O mesmo se aplica à mãe de meu antigo colega de trabalho, com quem nunca mais conversei depois que saí da empresa onde trabalhávamos juntos, mas que me encontrou no Facebook alguns anos atrás. Provavelmente, passaríamos nossas vidas sem saber nada um do outro se vivêssemos antes do advento das redes sociais. Mesmo a internet pré-Orkut de nada adiantaria para nos conectar. E eu jamais teria conhecimento do sofrido fim de sua querida mãezinha, que Deus a tenha.

As palavras sábias de Jesus são o contraponto perfeito para a loucura do excesso de informação

Agora, depois de ter lido tudo isso com respeito ao câncer, aplique o mesmo conceito para diversos outros tópicos, e me responda: não lhe parece que estejamos submetidos a uma carga excessiva de estresse amplificado pela conectividade, e que isso está muito longe de ser saudável? É um tema abrangente, e que pode render outros textos nesta coluna. Mas, para não terminar sem uma conclusão e um aprendizado, recorro ao Mestre dos Mestres, Jesus Cristo, que disse:

Por isso vos digo: Não andeis cuidadosos quanto à vossa vida, pelo que haveis de comer ou pelo que haveis de beber; nem quanto ao vosso corpo, pelo que haveis de vestir. Não é a vida mais do que o mantimento, e o corpo mais do que o vestuário? Olhai para as aves do céu, que nem semeiam, nem segam, nem ajuntam em celeiros; e vosso Pai celestial as alimenta. Não tendes vós muito mais valor do que elas? E qual de vós poderá, com todos os seus cuidados, acrescentar um côvado à sua estatura?
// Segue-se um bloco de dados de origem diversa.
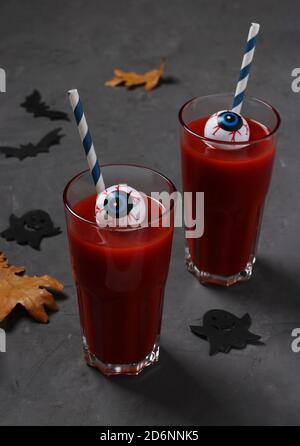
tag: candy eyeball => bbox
[95,184,146,228]
[204,110,250,150]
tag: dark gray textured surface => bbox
[0,0,300,425]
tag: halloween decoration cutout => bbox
[1,209,61,250]
[190,310,262,355]
[0,128,64,161]
[20,90,70,121]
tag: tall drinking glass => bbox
[179,94,280,286]
[64,164,175,375]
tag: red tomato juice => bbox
[68,195,173,364]
[181,117,275,276]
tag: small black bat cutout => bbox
[0,128,64,161]
[190,310,262,356]
[1,209,61,250]
[20,90,70,121]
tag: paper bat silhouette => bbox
[21,90,70,121]
[0,128,64,161]
[190,310,262,355]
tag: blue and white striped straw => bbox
[68,89,105,194]
[232,23,260,113]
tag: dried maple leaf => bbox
[0,253,64,322]
[104,61,165,91]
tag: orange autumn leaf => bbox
[0,253,64,322]
[104,61,165,91]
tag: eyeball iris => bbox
[104,190,133,218]
[218,111,243,132]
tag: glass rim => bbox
[178,93,281,146]
[63,163,177,231]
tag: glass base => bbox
[83,338,159,376]
[185,247,255,286]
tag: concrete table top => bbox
[0,0,300,425]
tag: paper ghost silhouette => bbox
[1,209,61,250]
[190,310,262,355]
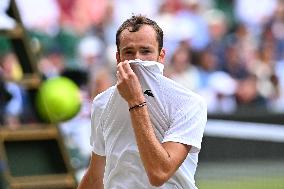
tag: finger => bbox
[117,62,127,79]
[116,71,121,83]
[122,62,134,75]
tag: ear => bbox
[115,52,121,64]
[158,48,166,64]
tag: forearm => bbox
[78,168,104,189]
[78,153,105,189]
[130,106,176,185]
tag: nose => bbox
[133,51,142,60]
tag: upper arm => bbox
[78,152,106,189]
[162,142,191,171]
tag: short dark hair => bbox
[116,15,164,52]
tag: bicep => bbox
[88,152,106,178]
[162,142,191,170]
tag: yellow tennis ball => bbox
[36,77,81,123]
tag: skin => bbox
[79,25,191,189]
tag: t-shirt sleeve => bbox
[163,96,207,153]
[90,101,105,156]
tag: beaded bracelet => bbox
[129,102,146,111]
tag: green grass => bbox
[195,160,284,189]
[197,177,284,189]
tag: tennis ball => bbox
[36,77,81,123]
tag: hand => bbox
[116,60,145,107]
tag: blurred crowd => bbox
[0,0,284,178]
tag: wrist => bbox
[128,97,145,108]
[129,101,147,111]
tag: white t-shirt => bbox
[91,61,207,189]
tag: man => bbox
[79,16,206,189]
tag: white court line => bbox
[204,120,284,142]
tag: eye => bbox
[141,49,151,54]
[124,51,132,55]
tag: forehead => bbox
[120,25,158,47]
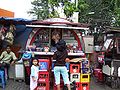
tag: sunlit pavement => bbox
[0,78,120,90]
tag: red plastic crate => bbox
[39,59,50,71]
[93,68,102,77]
[76,82,81,90]
[80,83,90,90]
[35,82,50,90]
[97,71,104,82]
[70,64,80,73]
[38,71,49,82]
[53,79,64,90]
[70,73,80,82]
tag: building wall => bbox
[0,8,14,18]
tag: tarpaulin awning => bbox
[0,17,32,24]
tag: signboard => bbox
[83,36,94,53]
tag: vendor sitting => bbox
[0,45,17,77]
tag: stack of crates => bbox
[80,59,90,90]
[52,61,69,90]
[37,59,50,90]
[70,59,90,90]
[69,62,80,90]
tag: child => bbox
[52,32,71,90]
[30,58,39,90]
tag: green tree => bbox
[28,0,49,19]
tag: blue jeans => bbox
[54,66,70,85]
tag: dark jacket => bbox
[53,40,68,66]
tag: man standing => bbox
[52,32,70,90]
[0,46,17,77]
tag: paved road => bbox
[0,79,120,90]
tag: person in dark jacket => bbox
[52,32,70,90]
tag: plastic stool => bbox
[0,70,5,88]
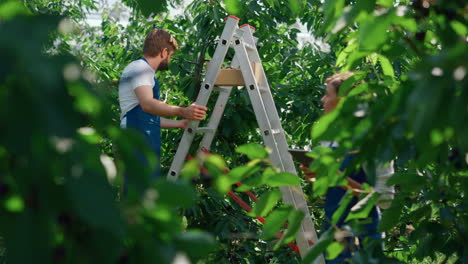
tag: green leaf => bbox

E, quanto ao vestuário, por que andais solícitos? Olhai para os lírios do campo, como eles crescem; não trabalham nem fiam. E eu vos digo que nem mesmo Salomão, em toda a sua glória, se vestiu como qualquer deles. Pois, se Deus assim veste a erva do campo, que hoje existe, e amanhã é lançada no forno, não vos vestirá muito mais a vós, homens de pouca fé?

Não andeis, pois, inquietos, dizendo: Que comeremos, ou que beberemos, ou com que nos vestiremos? Porque todas estas coisas os gentios procuram. Decerto vosso Pai celestial bem sabe que necessitais de todas estas coisas; Mas, buscai primeiro o reino de Deus, e a sua justiça, e todas estas coisas vos serão acrescentadas.

Não vos inquieteis, pois, pelo dia de amanhã, porque o dia de amanhã cuidará de si mesmo. Basta a cada dia o seu mal. (Mateus 6, 25-34)

As palavras sábias de Jesus são o contraponto perfeito para a loucura do excesso de informação. Que elas lhe sirvam de material para meditação quando o ruído do mundo estiver soando alto demais em sua mente.